Hannah Leone
Aurora Beacon-News
September 27, 2017

The city of Aurora and its former records manager are asking a federal judge to dismiss a lawsuit alleging they released personal information on seven officers to a gang associate imprisoned because of their police work.

In a July complaint demanding a jury trial, lawyers for the officers stated the city wrongly released their private, personal and protected information in October 2015, mailing “largely unredacted” personnel files to the requester at Menard Correctional Center.

The city and former records manager Jo Ann Osberg last week jointly filed both an answer and a motion to dismiss the lawsuit in U.S. District Court.
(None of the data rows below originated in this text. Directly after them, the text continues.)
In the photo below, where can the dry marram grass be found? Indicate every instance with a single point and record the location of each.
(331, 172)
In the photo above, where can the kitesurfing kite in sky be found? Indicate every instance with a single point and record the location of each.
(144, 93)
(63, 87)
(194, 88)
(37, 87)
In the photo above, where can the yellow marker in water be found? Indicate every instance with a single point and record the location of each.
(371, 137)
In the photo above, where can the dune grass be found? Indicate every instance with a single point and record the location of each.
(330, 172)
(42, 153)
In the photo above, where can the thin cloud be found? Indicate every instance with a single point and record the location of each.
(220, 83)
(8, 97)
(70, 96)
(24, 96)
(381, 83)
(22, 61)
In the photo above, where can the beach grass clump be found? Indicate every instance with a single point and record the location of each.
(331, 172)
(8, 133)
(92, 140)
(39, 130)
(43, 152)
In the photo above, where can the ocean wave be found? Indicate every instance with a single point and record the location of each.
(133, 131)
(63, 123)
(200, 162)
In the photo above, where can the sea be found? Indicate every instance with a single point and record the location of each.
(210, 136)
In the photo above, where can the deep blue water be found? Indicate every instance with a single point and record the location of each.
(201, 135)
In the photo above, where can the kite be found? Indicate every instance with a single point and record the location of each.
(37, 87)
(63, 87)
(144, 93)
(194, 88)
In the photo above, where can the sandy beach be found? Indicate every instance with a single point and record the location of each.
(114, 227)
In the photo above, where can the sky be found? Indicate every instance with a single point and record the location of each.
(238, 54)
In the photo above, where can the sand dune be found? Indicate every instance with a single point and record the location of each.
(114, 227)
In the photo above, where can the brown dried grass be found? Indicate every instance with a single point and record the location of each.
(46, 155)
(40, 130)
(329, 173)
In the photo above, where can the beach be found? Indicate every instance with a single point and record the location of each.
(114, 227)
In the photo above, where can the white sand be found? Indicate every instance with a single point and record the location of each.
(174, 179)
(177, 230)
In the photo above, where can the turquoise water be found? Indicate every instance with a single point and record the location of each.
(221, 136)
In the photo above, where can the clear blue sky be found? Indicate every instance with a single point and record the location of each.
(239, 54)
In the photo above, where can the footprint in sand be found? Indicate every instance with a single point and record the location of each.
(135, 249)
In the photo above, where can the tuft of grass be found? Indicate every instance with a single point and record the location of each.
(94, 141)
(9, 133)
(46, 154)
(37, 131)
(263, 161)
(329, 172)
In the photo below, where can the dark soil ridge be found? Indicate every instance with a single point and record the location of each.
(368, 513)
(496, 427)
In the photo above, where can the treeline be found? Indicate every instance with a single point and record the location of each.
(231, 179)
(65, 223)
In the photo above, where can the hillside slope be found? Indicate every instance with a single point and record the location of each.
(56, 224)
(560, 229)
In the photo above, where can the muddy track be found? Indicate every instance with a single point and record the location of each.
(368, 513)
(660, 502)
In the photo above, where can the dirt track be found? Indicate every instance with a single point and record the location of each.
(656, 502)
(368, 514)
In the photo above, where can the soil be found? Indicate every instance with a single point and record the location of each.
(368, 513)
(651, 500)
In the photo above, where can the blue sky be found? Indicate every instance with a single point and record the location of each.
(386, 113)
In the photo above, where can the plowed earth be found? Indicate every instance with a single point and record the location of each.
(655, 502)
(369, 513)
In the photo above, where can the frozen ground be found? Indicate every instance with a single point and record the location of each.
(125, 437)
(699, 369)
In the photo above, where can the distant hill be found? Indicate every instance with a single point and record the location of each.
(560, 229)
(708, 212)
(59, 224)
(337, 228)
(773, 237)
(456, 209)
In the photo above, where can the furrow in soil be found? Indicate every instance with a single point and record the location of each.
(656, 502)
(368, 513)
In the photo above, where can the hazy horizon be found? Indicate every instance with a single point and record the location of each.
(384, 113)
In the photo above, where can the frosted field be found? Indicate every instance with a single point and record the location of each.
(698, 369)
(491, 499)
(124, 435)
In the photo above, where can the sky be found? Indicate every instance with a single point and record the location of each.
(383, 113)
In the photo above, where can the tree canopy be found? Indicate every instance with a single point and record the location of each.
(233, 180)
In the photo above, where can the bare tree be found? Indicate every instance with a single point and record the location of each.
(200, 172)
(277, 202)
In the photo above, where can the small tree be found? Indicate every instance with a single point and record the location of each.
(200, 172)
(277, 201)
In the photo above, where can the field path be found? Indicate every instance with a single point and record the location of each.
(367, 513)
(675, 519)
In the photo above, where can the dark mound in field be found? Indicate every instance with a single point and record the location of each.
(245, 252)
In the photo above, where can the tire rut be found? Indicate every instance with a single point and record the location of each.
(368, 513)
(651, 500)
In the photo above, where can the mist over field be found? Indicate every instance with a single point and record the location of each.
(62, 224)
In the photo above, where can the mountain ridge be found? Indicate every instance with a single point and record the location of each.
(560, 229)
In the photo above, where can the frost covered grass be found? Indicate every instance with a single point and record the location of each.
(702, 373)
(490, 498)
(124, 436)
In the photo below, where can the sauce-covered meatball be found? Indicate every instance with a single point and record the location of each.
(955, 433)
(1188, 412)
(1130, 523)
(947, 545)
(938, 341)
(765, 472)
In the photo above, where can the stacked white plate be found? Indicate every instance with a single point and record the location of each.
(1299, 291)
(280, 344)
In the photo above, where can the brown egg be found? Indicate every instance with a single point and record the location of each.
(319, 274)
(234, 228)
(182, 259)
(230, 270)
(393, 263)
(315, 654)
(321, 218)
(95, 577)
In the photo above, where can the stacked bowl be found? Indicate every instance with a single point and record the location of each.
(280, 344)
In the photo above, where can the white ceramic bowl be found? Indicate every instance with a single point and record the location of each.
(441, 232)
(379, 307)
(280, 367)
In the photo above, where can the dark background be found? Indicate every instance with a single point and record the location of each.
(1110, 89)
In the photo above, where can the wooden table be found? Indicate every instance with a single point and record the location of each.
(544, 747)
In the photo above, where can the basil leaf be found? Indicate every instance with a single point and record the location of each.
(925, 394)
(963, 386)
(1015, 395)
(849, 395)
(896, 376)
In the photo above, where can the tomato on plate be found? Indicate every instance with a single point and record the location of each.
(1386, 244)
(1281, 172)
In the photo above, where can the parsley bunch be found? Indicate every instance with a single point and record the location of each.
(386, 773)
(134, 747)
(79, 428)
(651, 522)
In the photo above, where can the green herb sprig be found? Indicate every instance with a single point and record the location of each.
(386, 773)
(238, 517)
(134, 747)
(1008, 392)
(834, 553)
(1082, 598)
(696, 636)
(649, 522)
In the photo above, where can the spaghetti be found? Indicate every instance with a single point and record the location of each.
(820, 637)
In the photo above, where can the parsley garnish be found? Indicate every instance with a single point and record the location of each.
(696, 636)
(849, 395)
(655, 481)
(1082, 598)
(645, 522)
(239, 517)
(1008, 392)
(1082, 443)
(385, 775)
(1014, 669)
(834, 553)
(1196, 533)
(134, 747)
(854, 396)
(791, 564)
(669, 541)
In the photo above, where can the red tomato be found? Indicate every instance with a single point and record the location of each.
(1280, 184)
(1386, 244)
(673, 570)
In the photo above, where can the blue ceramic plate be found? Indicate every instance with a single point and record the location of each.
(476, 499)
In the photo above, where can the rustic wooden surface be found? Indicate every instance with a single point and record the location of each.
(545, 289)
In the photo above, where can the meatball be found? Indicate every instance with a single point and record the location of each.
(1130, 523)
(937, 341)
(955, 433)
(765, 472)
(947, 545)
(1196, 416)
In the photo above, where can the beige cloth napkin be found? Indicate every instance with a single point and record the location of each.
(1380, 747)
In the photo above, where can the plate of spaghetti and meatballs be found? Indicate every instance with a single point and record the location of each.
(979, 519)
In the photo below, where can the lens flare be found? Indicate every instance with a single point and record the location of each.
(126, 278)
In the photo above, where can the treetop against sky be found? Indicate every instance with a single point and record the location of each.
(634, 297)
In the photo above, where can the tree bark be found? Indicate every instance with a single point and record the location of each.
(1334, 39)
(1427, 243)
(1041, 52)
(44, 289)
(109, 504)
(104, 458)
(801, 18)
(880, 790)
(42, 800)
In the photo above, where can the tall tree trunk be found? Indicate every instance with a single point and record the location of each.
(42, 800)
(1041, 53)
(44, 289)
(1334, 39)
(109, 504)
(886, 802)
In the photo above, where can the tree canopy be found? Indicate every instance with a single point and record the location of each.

A memorandum supporting the dismissal motion stated both of the suit’s federal claims should be dismissed because there’s “no substantive due process right to ‘informational privacy.'”

Meredith Buckley and Seth Halpern, of Chicago-based law firm Malkinson & Halpern, filed the suit on behalf of John Munn, Darrell Moore, Marco Gomez, Armando Montemayor, Arturo Montemayor, Michael Nilles and Leonard Casamassimo, who are all officers or investigators with the Aurora Police Department, and their spouses and children.

John Murphey and Amber Samuelson of Rosenthal, Murphey, Coblentz & Donahue are representing both the city and Osberg in the case.

While Osberg was the city’s Freedom of Information Act manager, she didn’t have final policy-making authority for FOIA responses within the police department, according to the filings. Osberg was placed on paid administrative leave Dec. 12 and had a severance date of March 31, according to records in her personnel file.